He’s too close, three inches away, and her breath must smell awful, and when she glances down she sees a stripe of leopard loincloth peeking out of the top of his sweatpants.  

She wonders what would happen if she kissed him.  

“Can you get me some water?” She clears her throat for effect and his hands jolt from her legs like she burned him.  

“Yeah, water.  Of course.  You were supposed to drink a lot last night—”

“I think that’s the whole problem.”  

“Very funny,” he trips over something in the kitchen and she hears the sink turn on.  “A lot of water.  Are you hungry?  You should eat.  You…do you remember last night?”  He hands her a glass of water.  “You—I can’t believe it, I mean, I guess I can, I always knew that I worked at a skeevy place, but not a poison a girl with roofies kind of place.”  

She licks the back of her teeth, “do you think it’s still in my system?”  

She’s been trying to get a sample for months, everyone in her office has been, this could be her chance.

“Given that your pupils are still twice their normal size—”
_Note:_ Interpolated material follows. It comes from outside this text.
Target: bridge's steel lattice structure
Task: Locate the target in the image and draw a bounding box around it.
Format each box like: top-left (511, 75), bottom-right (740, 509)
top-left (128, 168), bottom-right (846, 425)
“Do you have a container? A cup with a lid? Something?”  She sets the glass aside and lurches to her feet, squinting her eyes shut against the wave of dizziness.  He grabs her upper arm, his hands warm and slightly rough against her arm, like all of that oiling up has done absolutely nothing for years’ worth of calluses that make no sense.  What does he do outside of the club?  He’s always been too young and…sweet for that place, and she tries to imagine him doing manual labor, working with his hands.  Her stomach churns.  

Sample.  She needs to get a sample.  

“Umm, I have yesterday’s McDonald’s cup?”  

“Can you rinse it out?” She grabs the arm of the couch for support and shuffles to the bathroom.  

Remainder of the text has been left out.